Artificial intelligence and intelligent algorithms have expanded the capacity of computational systems to analyze visual information as structured, quantifiable data, enabling more precise investigations of human perception and behavior in the built environment. In urban public spaces, visual configurations constitute a primary channel through which individuals perceive spatial order, recognize functional boundaries, and regulate everyday behavior. As visual interventions become increasingly intentional and systematized, their cognitive and behavioral implications require rigorous analytical examination rather than purely descriptive interpretation.Murals and graffiti are widely employed in community renewal practices; however, prior studies have largely emphasized aesthetic value, symbolic meaning, or qualitative social narratives, offering limited insight into how specific visual attributes operate as information structures that shape spatial cognition and public behavior. This study reframes public art interventions as transformations of spatial visual information and examines their measurable effects on environmental perception and behavioral patterns. Focusing on representative community spaces in Suzhou, the research adopts a quasi-experimental framework that integrates visual feature encoding, spatial cognition modeling, and behavioral observation. Visual attributes are translated into structured feature representations, enabling statistical analysis of their relationships with cognitive and behavioral indicators. By situating the analysis within a specific cultural and urban context, the study establishes a computable pathway linking visual structure, spatial perception, and public behavior, while also providing a basis for future comparative and longitudinal investigations across different cultural settings.

2. Theoretical Foundation

2.1. Public Art and Community Space

As a vital medium embedded within community public spaces, public art has expanded its function beyond aesthetic expression to encompass spatial cognition and behavioral guidance [2]. By reconstructing spatial information structures through visual language, public art creates an interdependent relationship among environmental perception, emotional attitudes, and behavioral choices. Its influence follows a progressive pathway of "visual intervention—cognitive regulation—behavioral feedback," as illustrated in Figure 1.
From a functional hierarchy perspective, public art simultaneously fulfills multiple roles within community spaces: reinforcing spatial recognition at the physical level, strengthening emotional connections to the environment at the psychological level, and providing implicit order cues at the behavioral level. This achieves flexible guidance of public space usage patterns [3].These functions are not isolated but exhibit a layered, progressive structure from surface to depth. Their hierarchical mapping within community spaces is illustrated in Figure 2.

2.2. Visual Intervention and Spatial Cognition

Visual interventions reconstruct spatial information structures through organized visual language, influencing individuals' perception of spatial organization and order. Murals and graffiti utilize color, composition, and thematic narratives to reinforce spatial cues, making environmental information more perceptible and understandable [4]. Quantitatively, spatial cognitive intensity can be expressed as a function of visual elements and individual perceptual weighting, represented by the following equation:
C i = j = 1 n w j υ i j
where C i represents the comprehensive spatial cognition level of individual i , υ i j denotes the perceived intensity of visual element category j , w j is the cognitive weight assigned to the corresponding visual element, and n is the number of visual element categories[5].
Visual intervention reduces cognitive load in spatial comprehension by enhancing the recognizability of spatial cues. This relationship can be expressed as:
L = 1 C i + ε
where L represents the cognitive load level, and ε is a constant preventing the denominator from becoming zero [6].
As spatial cognition improves, individuals' spatial direction judgments and functional understanding stabilize, thereby enhancing environmental recognition. This trend can be approximated as:
I = α C i + β
where I represents environmental identification, and α and β denote regression coefficients.

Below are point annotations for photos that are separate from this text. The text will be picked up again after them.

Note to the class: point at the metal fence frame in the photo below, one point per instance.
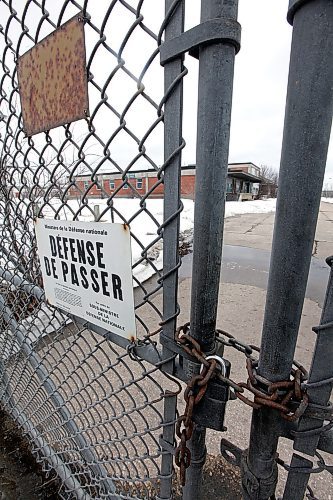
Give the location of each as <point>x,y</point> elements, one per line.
<point>215,42</point>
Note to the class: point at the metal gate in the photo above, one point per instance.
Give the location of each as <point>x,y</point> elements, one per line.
<point>98,409</point>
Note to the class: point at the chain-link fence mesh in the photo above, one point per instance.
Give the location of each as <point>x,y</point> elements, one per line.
<point>94,411</point>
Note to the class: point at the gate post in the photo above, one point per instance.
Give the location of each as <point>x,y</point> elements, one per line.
<point>216,73</point>
<point>304,151</point>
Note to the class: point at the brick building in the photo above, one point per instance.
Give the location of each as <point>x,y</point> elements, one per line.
<point>242,182</point>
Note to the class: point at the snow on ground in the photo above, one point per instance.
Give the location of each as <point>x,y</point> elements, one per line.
<point>145,220</point>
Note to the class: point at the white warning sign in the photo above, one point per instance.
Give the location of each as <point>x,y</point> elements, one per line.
<point>87,271</point>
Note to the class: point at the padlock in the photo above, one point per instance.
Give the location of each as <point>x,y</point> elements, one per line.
<point>210,410</point>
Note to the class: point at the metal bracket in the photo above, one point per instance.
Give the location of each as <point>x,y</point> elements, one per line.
<point>213,31</point>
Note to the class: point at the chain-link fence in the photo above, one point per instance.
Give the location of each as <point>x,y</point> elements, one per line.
<point>93,411</point>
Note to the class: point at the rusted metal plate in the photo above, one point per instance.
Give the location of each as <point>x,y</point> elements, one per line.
<point>53,79</point>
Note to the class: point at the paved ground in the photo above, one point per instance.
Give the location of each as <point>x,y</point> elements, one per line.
<point>241,309</point>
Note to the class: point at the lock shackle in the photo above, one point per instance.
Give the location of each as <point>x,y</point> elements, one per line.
<point>219,360</point>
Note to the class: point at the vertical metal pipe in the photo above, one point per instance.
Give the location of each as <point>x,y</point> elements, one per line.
<point>216,73</point>
<point>173,112</point>
<point>304,151</point>
<point>321,369</point>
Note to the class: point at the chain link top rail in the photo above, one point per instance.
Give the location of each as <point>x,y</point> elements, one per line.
<point>93,408</point>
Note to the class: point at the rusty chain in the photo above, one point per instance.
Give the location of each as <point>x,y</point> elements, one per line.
<point>194,392</point>
<point>289,397</point>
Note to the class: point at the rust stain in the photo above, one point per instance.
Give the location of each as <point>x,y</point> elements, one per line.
<point>53,79</point>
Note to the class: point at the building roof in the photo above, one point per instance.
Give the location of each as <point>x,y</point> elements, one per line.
<point>244,176</point>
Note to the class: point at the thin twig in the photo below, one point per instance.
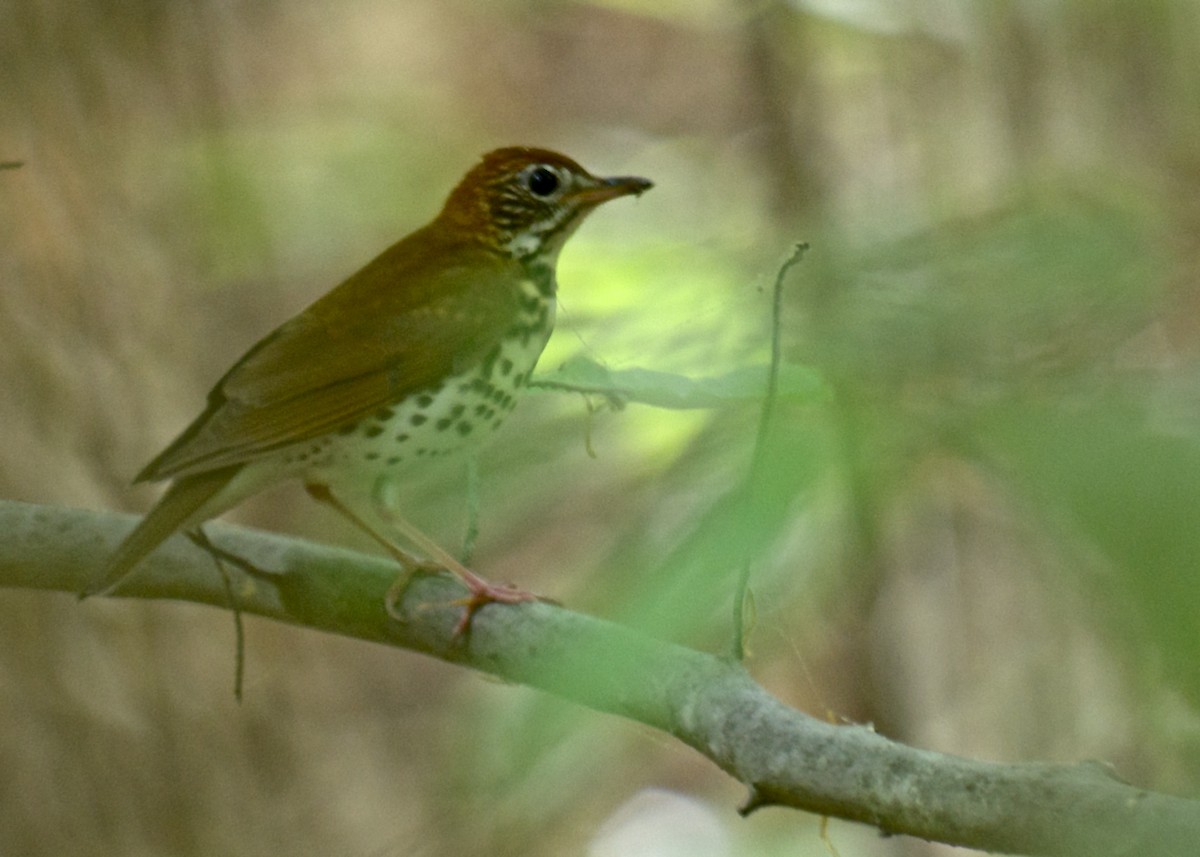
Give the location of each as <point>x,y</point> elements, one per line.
<point>220,557</point>
<point>757,459</point>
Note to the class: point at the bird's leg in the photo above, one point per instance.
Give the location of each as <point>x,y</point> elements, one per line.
<point>481,592</point>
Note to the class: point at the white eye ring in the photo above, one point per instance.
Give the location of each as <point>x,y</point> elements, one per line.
<point>543,181</point>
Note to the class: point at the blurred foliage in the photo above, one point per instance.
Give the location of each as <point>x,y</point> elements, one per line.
<point>978,522</point>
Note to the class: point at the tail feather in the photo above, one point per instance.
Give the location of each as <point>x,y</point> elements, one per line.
<point>184,505</point>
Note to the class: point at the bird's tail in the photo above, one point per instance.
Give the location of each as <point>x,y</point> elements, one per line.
<point>189,502</point>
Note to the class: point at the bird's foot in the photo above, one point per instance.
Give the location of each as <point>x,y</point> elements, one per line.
<point>480,593</point>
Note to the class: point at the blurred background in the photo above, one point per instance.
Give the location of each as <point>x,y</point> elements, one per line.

2.3. Public Behavior and Its Influencing Factors

Treating the level of public behavior as a function of visual intervention intensity and spatial cognition state, its expression is:
B = γ C + δ V
where B denotes the comprehensive level of public behavior, C represents the individual spatial cognition score, V is the visual intervention intensity indicator, and γ and δ are the corresponding influence coefficients [7].At the group level, significant differences exist in the distribution characteristics of public behavior under different visual intervention conditions. The overall trend of these changes can be described by behavioral density functions:
D b = 1 n i = 1 n K b B i
where D b denotes the probability density distribution of behavioral levels, B i represents the observed behavioral value of the i th sample, and K is the kernel function [8]. Based on this model, the distribution patterns and magnitude of change in public behavior metrics under different visual intervention conditions are compared, as shown in Figure 3. The violin plot depicts behavioral distribution characteristics, while the overlaid area plot illustrates overall trends, thereby intuitively reflecting the impact of visual interventions on the intensity and stability of public behavior.

3. Research Methodology

3.1. Research Design

This study employs a quasi-experimental design based on real-world scenarios, focusing on six public spaces in Suzhou featuring implemented mural graffiti. These spaces encompass three typical settings: residential communities, areas surrounding campuses, and public passageways (see Figure 4). The research utilizes pre- and post-intervention periods as control conditions, establishing a temporal comparison framework [9].The total sample size was N=268, comprising 46.6% residents, 31.3% students, and 22.1% other regular users. Through standardized visual element coding and behavioral observation metrics, spatial cognition and public behavior changes were systematically collected and analyzed to ensure data comparability and statistical validity across different scenarios.

3.2. Data Collection

Data collection was divided into three categories: First, wall art images were structured using a visual element coding table, covering nine metrics including thematic clarity, compositional order, and color contrast. Second, fixed-point video observation recorded usage frequency and dwell time across 36 observation periods totaling 216 hours [10].Third, a structured questionnaire was distributed, yielding 268 valid responses. Responses assessed spatial legibility, environmental identification, and behavioral inclinations, ensuring diverse sample origins and rich data dimensions.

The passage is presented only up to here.